Выбрать главу

— Хорошо, посоветуемся с комиссаром, — после некоторого раздумья говорит Мошенский, и когда он поздним вечером вызывает молодых лейтенантов на КП, тем уже ясно, что командир скажет «добро». Замечания и поправки Мошенского свидетельствуют о глубоком знании артиллерийского дела и присущей старшему лейтенанту разумной осторожности. Семен и Николай уходят окрыленные. Теперь остается терпеливо ждать часа, когда «мессершмитт» «сядет» на хвост нашему самолету, идущему на посадку. Ждать приходится недолго…

Несколько дней спустя, поутру, в районе Херсонесского аэродрома и плавбатареи начинают рваться снаряды фашистского дальнобойного орудия. В трудные для них дни гитлеровцы часто прибегают к мерам психологического воздействия. В их арсенале и так называемые психические атаки пехоты, и воющие сирены на пикирующих самолетах, и методическая стрельба дальнобойных орудий по одной и той же цели через равные промежутки времени. Фашисты хотят всеми этими средствами устрашить противника. Но черноморцев нельзя взять на испуг — они расценивают ухищрения гитлеровцев как признак слабости. С Херсонесского аэродрома, как обычно, взлетают самолеты, а зенитчики с плавучей батареи готовы в любую минуту открыть огонь по врагу.

Мошенский понимает, что вероятность прямого попадания в плавбатарею немецкого снаряда невелика, но, чтобы уберечь людей от случайного осколка, приказывает Николаю Даньшину спустить часть команды его зенитчиков под «выступ» — пристройку внизу носовой части плавучей. Отсюда можно мгновенно выскочить к носовым автоматам. Да и безопаснее — под этим выступом хоть какая-то защита от осколков.

Зенитчики встречают каждый разрыв снаряда немецкой пушки едкой шуткой. Даже молчаливый Косенко не выдерживает.

— Ведь пуляет, гад, лишь по злобе, — говорит Косенко, обращаясь не то к наводчику Ивану Тягниверенко и заряжающему Филатову, не то к родной и милой его сердцу пушке. — На испуг думает взять черноморского матроса… Наша бабка Ярина так бы ему ответила: «Не мыкайся, Грыцю, на дурныцю, бо дурныця боком вылизе!»

Но приказ военный моряк не обсуждает, и все, кому надлежит, спускаются вниз.
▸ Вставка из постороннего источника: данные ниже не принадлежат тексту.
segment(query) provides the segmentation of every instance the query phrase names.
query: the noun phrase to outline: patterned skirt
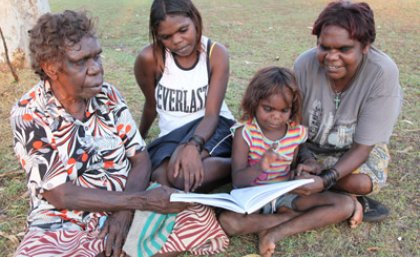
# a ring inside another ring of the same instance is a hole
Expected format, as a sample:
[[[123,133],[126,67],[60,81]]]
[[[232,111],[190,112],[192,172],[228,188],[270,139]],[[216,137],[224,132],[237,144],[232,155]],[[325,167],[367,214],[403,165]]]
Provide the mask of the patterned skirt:
[[[142,221],[137,222],[139,220]],[[98,221],[90,222],[85,230],[30,228],[14,256],[94,257],[102,253],[105,246],[105,241],[97,238]],[[202,255],[223,252],[228,245],[229,239],[214,210],[192,205],[177,215],[136,211],[124,251],[132,257],[185,251]]]
[[[342,153],[335,155],[319,154],[316,155],[316,158],[324,169],[329,169],[334,166],[341,155]],[[373,188],[369,195],[378,193],[385,186],[390,159],[388,147],[385,144],[377,144],[373,147],[366,162],[352,172],[353,174],[365,174],[370,177]]]
[[[98,224],[99,217],[95,217],[90,220],[84,230],[29,228],[14,256],[94,257],[103,252],[105,246],[104,239],[97,238]],[[75,227],[76,225],[73,226],[73,228]]]

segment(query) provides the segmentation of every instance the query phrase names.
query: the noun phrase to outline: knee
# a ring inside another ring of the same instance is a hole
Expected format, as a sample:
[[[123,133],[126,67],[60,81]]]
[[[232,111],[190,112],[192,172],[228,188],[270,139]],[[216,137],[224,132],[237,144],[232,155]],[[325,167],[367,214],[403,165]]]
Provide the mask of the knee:
[[[165,175],[169,183],[169,186],[178,188],[180,190],[184,190],[184,180],[180,178],[181,177],[180,174],[178,174],[178,176],[175,177],[174,173],[168,170]]]
[[[183,189],[183,184],[181,183],[179,186],[179,179],[174,178],[173,172],[170,172],[166,165],[161,165],[157,169],[152,172],[151,181],[158,182],[161,185],[166,185],[170,187],[176,187],[178,189]],[[182,188],[181,188],[182,186]]]
[[[152,171],[152,174],[150,176],[151,181],[159,182],[159,178],[161,177],[161,174],[159,174],[158,170]]]
[[[364,175],[363,178],[358,179],[356,184],[356,193],[359,195],[367,195],[372,192],[372,180],[369,176]]]
[[[355,200],[350,195],[337,195],[335,205],[337,210],[340,211],[343,219],[350,218],[353,215],[355,209],[354,201]]]
[[[366,195],[372,192],[373,184],[368,175],[351,174],[340,179],[337,183],[338,189],[351,194]]]
[[[354,211],[354,200],[350,195],[328,192],[327,201],[334,208],[334,213],[340,220],[349,218]]]

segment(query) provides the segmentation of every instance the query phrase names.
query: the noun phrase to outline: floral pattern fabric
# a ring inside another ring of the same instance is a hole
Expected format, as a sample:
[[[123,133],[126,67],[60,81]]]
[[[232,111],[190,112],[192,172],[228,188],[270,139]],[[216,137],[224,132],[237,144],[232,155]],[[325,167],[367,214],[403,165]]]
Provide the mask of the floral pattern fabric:
[[[123,191],[129,158],[145,149],[127,104],[117,89],[104,83],[87,100],[82,121],[73,118],[41,81],[13,107],[14,151],[27,174],[30,227],[85,229],[106,213],[58,210],[43,197],[66,182],[85,188]]]

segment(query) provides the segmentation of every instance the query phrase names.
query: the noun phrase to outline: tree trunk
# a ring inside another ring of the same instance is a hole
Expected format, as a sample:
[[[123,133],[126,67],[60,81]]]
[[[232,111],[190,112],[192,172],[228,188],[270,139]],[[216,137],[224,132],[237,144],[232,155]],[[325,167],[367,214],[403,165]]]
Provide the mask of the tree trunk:
[[[49,12],[48,0],[1,0],[0,26],[14,68],[29,66],[30,30],[39,16]],[[0,44],[2,46],[3,44]],[[4,47],[0,47],[0,63],[6,63]]]

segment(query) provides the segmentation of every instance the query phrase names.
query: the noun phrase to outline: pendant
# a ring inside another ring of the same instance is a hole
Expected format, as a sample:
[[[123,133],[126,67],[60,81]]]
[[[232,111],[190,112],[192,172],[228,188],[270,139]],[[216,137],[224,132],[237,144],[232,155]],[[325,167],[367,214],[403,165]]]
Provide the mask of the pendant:
[[[334,97],[335,110],[337,110],[338,106],[340,106],[340,101],[341,101],[341,92],[335,94],[335,97]]]

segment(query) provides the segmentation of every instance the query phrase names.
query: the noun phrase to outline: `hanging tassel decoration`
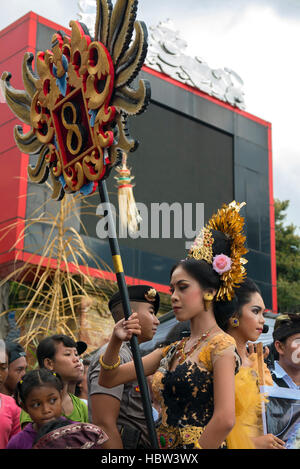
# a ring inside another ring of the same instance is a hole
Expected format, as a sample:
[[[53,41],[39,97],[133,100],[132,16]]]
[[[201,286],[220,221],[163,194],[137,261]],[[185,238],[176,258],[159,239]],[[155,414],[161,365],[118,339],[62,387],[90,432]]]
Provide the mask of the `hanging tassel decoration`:
[[[126,153],[123,153],[122,156],[122,166],[116,167],[116,171],[119,173],[118,176],[115,176],[115,179],[118,183],[120,227],[124,233],[126,233],[127,228],[129,233],[136,233],[142,218],[133,195],[134,185],[131,182],[134,176],[131,176],[131,170],[127,167]]]

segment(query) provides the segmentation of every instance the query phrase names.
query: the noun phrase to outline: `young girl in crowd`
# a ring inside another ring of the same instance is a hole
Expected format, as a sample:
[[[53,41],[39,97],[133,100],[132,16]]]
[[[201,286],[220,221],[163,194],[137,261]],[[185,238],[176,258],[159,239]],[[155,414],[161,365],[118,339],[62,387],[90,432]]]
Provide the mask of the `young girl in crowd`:
[[[45,337],[36,349],[40,368],[46,368],[57,373],[62,382],[63,416],[73,422],[88,422],[87,405],[68,389],[69,385],[80,381],[83,376],[83,367],[79,355],[86,350],[84,342],[74,342],[71,337],[55,334]],[[31,422],[30,416],[21,412],[21,427]]]
[[[31,449],[40,428],[62,416],[62,381],[45,368],[33,370],[18,383],[16,402],[30,415],[32,423],[13,436],[7,449]]]
[[[161,448],[226,448],[235,423],[234,377],[240,359],[233,337],[219,326],[234,313],[235,286],[245,276],[241,206],[224,206],[202,230],[188,258],[171,272],[171,301],[176,319],[190,321],[190,337],[143,358],[145,374],[154,374],[159,400]],[[133,381],[133,362],[120,366],[122,341],[140,333],[135,313],[119,321],[103,356],[99,384],[113,387]]]
[[[247,278],[236,290],[236,311],[222,327],[236,342],[242,366],[235,377],[236,424],[228,436],[231,449],[284,449],[284,442],[272,434],[263,435],[262,396],[258,386],[258,357],[249,355],[247,343],[256,342],[263,331],[265,305],[258,286]],[[266,364],[265,384],[273,381]]]
[[[0,340],[0,387],[7,378],[8,358],[5,342]],[[0,393],[0,449],[5,449],[9,439],[20,432],[20,412],[12,397]]]

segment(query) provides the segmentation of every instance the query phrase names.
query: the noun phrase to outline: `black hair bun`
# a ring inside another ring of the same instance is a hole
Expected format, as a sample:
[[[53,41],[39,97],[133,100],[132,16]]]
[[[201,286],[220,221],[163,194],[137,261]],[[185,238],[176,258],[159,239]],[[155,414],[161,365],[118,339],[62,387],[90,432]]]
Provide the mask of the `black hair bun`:
[[[238,309],[238,300],[234,297],[231,301],[215,301],[214,313],[218,326],[226,331],[228,320]]]
[[[231,240],[221,231],[211,230],[213,243],[213,255],[225,254],[230,257],[231,254]]]

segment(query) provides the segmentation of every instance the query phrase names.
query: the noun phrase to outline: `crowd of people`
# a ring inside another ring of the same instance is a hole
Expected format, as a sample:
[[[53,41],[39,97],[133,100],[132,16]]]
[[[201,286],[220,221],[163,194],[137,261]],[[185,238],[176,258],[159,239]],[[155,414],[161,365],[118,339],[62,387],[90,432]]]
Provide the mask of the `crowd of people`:
[[[142,357],[162,449],[285,449],[263,429],[264,384],[300,390],[300,314],[279,315],[264,361],[256,353],[265,323],[260,289],[247,277],[242,206],[223,207],[170,273],[180,325]],[[152,340],[160,296],[128,287],[109,301],[115,326],[91,354],[65,335],[44,338],[27,371],[17,343],[0,341],[1,449],[151,448],[130,340]],[[299,350],[299,354],[297,354]],[[297,359],[298,358],[298,359]]]

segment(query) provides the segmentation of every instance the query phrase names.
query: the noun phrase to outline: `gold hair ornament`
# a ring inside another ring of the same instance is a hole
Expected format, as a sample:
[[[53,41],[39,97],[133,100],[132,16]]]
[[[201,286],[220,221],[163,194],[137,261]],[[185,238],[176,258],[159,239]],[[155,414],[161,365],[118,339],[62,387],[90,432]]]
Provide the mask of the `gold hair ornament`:
[[[197,261],[204,260],[209,264],[213,262],[213,244],[214,239],[212,237],[212,233],[208,228],[203,228],[197,238],[193,246],[190,249],[188,257],[193,257]]]
[[[245,205],[245,202],[239,204],[236,201],[231,202],[229,205],[223,205],[211,217],[205,228],[201,230],[187,256],[196,260],[203,259],[209,264],[213,264],[214,239],[211,230],[220,231],[230,239],[231,266],[230,269],[220,275],[221,287],[216,294],[216,301],[231,301],[234,297],[234,289],[243,282],[246,276],[244,265],[248,261],[243,258],[243,255],[248,250],[245,247],[246,237],[243,234],[244,218],[239,213]]]

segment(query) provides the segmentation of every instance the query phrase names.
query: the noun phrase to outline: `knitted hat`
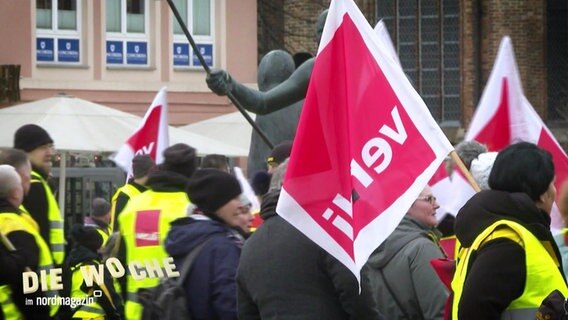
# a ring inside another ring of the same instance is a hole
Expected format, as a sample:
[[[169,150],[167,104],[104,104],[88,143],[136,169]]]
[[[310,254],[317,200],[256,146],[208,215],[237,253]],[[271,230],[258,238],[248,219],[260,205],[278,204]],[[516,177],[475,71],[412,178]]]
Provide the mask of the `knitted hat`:
[[[189,179],[187,195],[205,214],[213,214],[242,190],[237,178],[217,169],[199,169]]]
[[[134,179],[139,179],[147,176],[156,164],[154,159],[147,154],[139,154],[132,158],[132,175]]]
[[[71,227],[70,234],[71,240],[75,244],[87,247],[92,251],[98,251],[103,245],[103,237],[94,227],[86,227],[80,224],[75,224],[73,225],[73,227]]]
[[[35,124],[21,126],[14,134],[14,148],[30,152],[37,147],[53,143],[47,131]]]
[[[497,158],[497,152],[485,152],[471,161],[471,175],[481,190],[489,190],[489,174],[495,158]]]
[[[93,199],[93,210],[91,216],[102,217],[110,212],[110,203],[103,198]]]
[[[272,152],[270,152],[270,155],[266,158],[266,162],[276,162],[280,164],[290,156],[290,152],[292,152],[292,141],[286,140],[280,142],[272,149]]]
[[[195,172],[197,152],[185,143],[176,143],[164,150],[163,170],[191,177]]]
[[[268,192],[270,186],[270,173],[266,171],[256,172],[251,179],[252,190],[255,195],[263,195]]]

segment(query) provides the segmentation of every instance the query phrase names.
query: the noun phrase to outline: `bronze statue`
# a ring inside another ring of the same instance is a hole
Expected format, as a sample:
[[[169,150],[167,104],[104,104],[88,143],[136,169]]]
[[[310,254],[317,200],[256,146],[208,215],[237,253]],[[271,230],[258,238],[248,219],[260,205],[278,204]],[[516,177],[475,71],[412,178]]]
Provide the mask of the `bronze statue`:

Рассаживаются, чувствуя плечо друг друга, и, как это бывает в свободные минуты, редко выпадающие на батарее, начинаются воспоминания о довоенной жизни, о службе моряцкой в мирные дни.

Моряки — народ веселый, и даже самые трогательные воспоминания, как они ни дороги сердцу рассказчика, всегда приправляются шуткой. И в этот беспокойный день не обходится без смеха. Послушав одного, другого, Самохвалов вдруг говорит:

— Пока очередной снаряд не врезал по нашей «Коломбине», давайте я расскажу, как впервой попал на славный крейсер «Красный Кавказ». Хотите?

— Давай, старшина, валяй! — дружно отвечают артиллеристы, улыбаясь в предвкушении занятного рассказа. Находчивый, никогда не унывающий моряк всем по душе.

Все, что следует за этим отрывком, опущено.